Mathematica Implementations of the Random Forest algorithm

Question

Is anyone aware of Mathematica use/implementation of Random Forest algorithm?

@AndyRoss may know of one. I heard him mention something along those lines, if I remember correctly.
@rcollyer thanks for the info, fingers crossed Andy responds...
I've certainly played with it but never took the time to make more than a toy. For the time being you might consider trying RLink and the package randomForest. cran.r-project.org/web/packages/randomForest/index.html

Andy Ross · Accepted Answer · 2013-02-10 03:26:43Z

Here I will attempt to provide a basic implementation of the random forest algorithm for classification. This is by no means fast and doesn't scale very well but otherwise is a nice classifier. I recommend reading Breiman and Cutler's page for information about random forests.

The following are some helper functions that allow us to compute entropy and ultimately information gain easily.

condEnt = Statistics`Library`NConditionalEntropy;
ent = Statistics`Library`NEntropy;
maxI[v_] := Ordering[v, -1][[1]]

Now for the decision trees that will be used in the forest. This is the biggest bottleneck in the whole process and I would love to see a much faster implementation in Mathematica! The trees I'm working with are called CART trees.

The basic idea is to select at random m of the possible k variables to separate the response y into classes. Once the best variable is chosen the value of that variable which bests separates the classes is chosen to create a split in the tree. This process continues until all responses have been classified or we aren't able to split things based on the remaining data.

cart[x_, y_ /; ent[y] == 0, m_] := First[y]

cart[x_, y_, m_] :=
 Block[{k = Length[x], h, drop, bestVar, ub, best, mask},
  h = ent[y];
  drop = RandomSample[Range[k], k - m];
  bestVar = 
   maxI[Table[If[FreeQ[drop, i], h - condEnt[x[[i]], y], 0], {i, k}]];
  ub = Union[x[[bestVar]]];
  mask = UnitStep[x[[bestVar]] - #] & /@ ub;
  best = maxI[(h - condEnt[#, y] & /@ mask)];
  If[Min[#] == Max[#],
     RandomChoice[y],
     {bestVar, ub[[best]],
      cart[Pick[x\[Transpose], #, 1]\[Transpose], Pick[y, #, 1], m],
      cart[Pick[x\[Transpose], #, 0]\[Transpose], Pick[y, #, 0], m]
      }
     ] &[mask[[best]]]
  ]

To demo these things as I go lets use the famous iris data built in to Mathematica selecting about 80% for training and 20% for testing.
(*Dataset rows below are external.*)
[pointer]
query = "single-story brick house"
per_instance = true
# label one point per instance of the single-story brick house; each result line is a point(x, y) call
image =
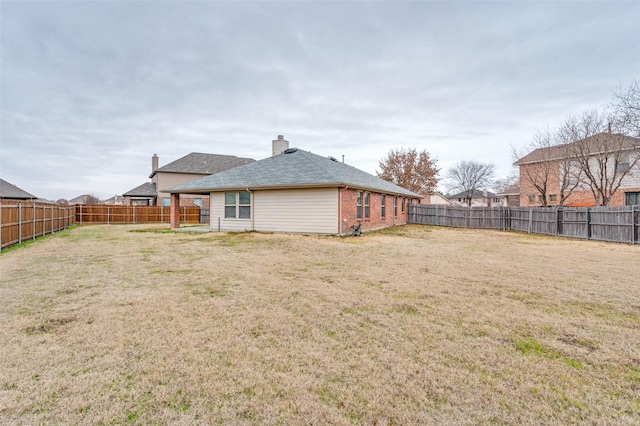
point(296, 191)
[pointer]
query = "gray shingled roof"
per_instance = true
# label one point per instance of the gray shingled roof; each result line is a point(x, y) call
point(298, 169)
point(203, 164)
point(10, 191)
point(147, 189)
point(593, 143)
point(476, 193)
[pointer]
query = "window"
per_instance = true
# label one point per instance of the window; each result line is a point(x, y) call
point(366, 205)
point(362, 200)
point(237, 205)
point(631, 198)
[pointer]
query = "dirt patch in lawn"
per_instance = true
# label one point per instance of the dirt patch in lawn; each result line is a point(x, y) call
point(412, 325)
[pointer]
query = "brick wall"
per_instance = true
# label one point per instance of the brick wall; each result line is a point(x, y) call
point(581, 197)
point(375, 220)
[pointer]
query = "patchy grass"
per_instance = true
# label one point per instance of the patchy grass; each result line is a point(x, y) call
point(137, 324)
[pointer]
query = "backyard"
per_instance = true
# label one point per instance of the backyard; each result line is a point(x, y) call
point(412, 325)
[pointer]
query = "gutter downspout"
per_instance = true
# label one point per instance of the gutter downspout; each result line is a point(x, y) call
point(340, 210)
point(253, 216)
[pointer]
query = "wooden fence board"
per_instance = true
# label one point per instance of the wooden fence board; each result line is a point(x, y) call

data = ExampleData[{"Statistics", "FisherIris"}];

rs = RandomSample[Range[Length[data]]];  
train = rs[[1 ;; 120]];
test = rs[[121 ;;]];

Now lets create a CART tree from this data letting m be 3. We can read the result easily. The first element is the variable that bests splits the data, in this case variable 3. The next value 3.3 is the critical value of variable 3 to use. If a value is below that it branches to the right and if it is above it branches to the left. The leaves are the next two elements.

tree = cart[Transpose@data[[train, 1 ;; -2]], data[[train, -1]], 3]

(* {3, 3.3, {3, 4.9, {4, 1.8, "virginica", {3, 5.1, {4, 1.6, "versicolor","virginica"}, 
 "versicolor"}}, {4, 1.7, {4, 1.8, "versicolor", "virginica"},"versicolor"}}, "setosa"} *)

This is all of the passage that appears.